The letter came from Assistant Attorney General Stephen Boyd, in response to two requests from House Republicans.
House Judiciary Committee Chairman Bob Goodlatte (R-Va.) and other Judiciary Committee Republicans had sent a letter in July 2017 to Attorney General Sessions and Deputy Attorney General Rosenstein, calling for a second special council to be appointed, to investigate matters which might be “outside the scope of Special Counsel Robert Mueller’s investigation.”
Specifically, they wanted an investigation into certain incidents connected to the 2016 election, including many actions taken by Obama Administration officials like former Attorney General Loretta Lynch, FBI Director James Comey, and Secretary of State Hillary Clinton.
The FBI’s handling of the investigation into Hillary’s Clinton’s use of a private email server during her term as secretary of state, matters involving the Clinton Foundation, and Russia’s purchase of the Canadian mining company Uranium One were also all on the list of issues they wanted investigated.
When they did not receive a response from the Justice Department, Goodlatte and the Judiciary Committee Republicans blasted out another letter on September 26, 2017, again asking for a second special counsel to be appointed.
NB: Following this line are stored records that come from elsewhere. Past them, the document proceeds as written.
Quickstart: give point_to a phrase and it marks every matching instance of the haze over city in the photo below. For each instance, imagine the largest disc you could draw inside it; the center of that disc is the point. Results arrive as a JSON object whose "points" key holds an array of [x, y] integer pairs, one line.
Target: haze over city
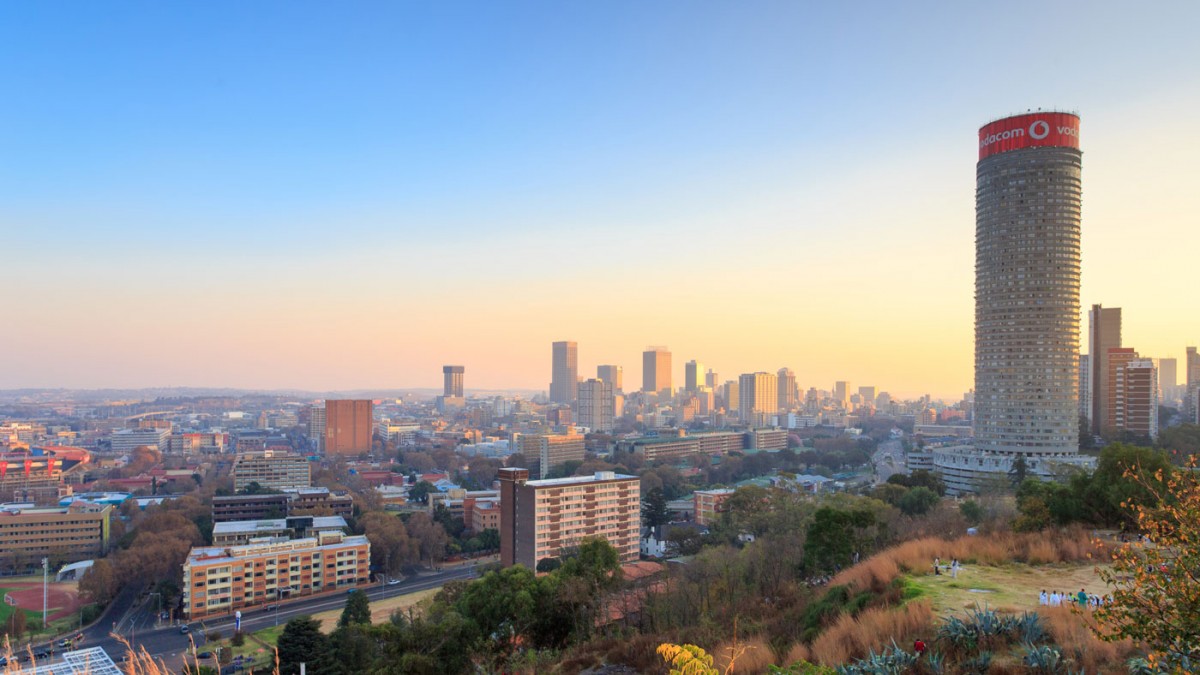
{"points": [[297, 196]]}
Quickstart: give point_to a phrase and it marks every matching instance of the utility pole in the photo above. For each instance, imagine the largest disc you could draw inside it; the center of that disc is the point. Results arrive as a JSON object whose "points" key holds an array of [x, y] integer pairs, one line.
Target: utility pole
{"points": [[46, 573]]}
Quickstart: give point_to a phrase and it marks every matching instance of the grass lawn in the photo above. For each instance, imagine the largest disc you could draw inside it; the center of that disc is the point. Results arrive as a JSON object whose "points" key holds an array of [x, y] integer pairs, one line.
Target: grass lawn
{"points": [[1011, 587]]}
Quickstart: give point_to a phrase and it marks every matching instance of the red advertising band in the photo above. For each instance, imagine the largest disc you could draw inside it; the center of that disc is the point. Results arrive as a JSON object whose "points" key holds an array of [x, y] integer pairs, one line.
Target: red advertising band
{"points": [[1033, 130]]}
Monday, Assistant Attorney General Stephen Boyd sent a letter confirming that the Republicans concerns were being addressed.
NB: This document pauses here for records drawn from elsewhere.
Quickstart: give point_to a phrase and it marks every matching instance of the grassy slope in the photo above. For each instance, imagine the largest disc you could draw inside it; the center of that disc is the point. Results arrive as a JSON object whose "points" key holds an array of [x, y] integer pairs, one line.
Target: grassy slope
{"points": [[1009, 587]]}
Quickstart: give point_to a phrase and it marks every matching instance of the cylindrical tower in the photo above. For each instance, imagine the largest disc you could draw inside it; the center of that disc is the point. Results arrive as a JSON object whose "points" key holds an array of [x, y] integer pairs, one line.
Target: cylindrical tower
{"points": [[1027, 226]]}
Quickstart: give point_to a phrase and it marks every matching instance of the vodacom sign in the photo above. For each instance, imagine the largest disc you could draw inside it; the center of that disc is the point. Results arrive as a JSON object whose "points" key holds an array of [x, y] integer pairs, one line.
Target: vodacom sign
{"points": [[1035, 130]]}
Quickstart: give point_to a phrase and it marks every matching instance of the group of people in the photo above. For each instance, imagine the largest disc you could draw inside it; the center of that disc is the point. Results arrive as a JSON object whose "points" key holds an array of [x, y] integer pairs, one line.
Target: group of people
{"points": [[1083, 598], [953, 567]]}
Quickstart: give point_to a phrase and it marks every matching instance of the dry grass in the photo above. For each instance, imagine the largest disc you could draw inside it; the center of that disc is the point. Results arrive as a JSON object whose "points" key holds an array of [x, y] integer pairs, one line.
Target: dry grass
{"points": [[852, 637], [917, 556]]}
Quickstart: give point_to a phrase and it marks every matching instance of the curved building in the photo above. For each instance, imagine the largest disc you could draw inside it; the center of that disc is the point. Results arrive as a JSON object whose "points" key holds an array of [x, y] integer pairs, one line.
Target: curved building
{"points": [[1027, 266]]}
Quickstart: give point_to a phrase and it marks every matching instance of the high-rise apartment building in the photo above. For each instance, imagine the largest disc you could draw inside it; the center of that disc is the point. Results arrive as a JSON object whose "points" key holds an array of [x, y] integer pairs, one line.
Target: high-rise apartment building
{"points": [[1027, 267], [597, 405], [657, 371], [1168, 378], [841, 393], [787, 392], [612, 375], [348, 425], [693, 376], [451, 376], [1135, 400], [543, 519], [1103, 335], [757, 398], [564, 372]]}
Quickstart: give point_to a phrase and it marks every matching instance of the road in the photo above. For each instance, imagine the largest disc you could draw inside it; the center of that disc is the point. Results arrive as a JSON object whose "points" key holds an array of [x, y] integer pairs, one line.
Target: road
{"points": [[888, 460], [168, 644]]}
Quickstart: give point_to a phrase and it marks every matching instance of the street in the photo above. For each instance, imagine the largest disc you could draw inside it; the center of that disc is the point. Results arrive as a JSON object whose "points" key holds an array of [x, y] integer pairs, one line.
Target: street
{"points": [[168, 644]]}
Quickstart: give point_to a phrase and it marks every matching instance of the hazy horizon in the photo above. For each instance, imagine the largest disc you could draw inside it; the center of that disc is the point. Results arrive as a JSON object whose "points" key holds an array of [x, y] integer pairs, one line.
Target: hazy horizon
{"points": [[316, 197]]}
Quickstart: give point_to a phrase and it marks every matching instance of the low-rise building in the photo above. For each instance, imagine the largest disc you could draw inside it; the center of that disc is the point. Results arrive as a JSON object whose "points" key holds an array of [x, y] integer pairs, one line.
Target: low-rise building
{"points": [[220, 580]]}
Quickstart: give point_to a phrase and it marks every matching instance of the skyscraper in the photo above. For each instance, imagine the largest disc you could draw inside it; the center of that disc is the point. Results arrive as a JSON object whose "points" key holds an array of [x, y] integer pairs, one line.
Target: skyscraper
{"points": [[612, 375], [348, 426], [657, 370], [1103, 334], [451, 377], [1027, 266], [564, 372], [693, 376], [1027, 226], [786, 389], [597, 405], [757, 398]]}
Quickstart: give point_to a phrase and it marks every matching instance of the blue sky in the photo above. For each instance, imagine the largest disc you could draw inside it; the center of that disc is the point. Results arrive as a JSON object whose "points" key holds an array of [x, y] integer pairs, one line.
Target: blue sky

“The Attorney General has directed senior federal prosecutors to evaluate certain issues raised in your letters,” Boyd wrote.
“These senior prosecutors will report directly to the Attorney General and the Deputy Attorney General [Rod Rosenstein], as appropriate, and will make recommendations as to whether any matters not currently under investigation should be opened, whether any matters currently under investigation require further resources, or whether any matters merit the appointment of a Special Counsel,” the letter continued.
“You must know the Department will never evaluate any matter except on the facts and the law. Professionalism, integrity, and public confidence in the Department’s work is critical for us, and no priority is higher.”
“The Department has forwarded a copy of your letters to the IG so he can determine whether he should expand the scope of his investigation based on the information contained in those letters,” Boyd wrote. “Once the IG’s review is complete, the Department will assess what, if any, additional steps are necessary to address any issues identified by that review.”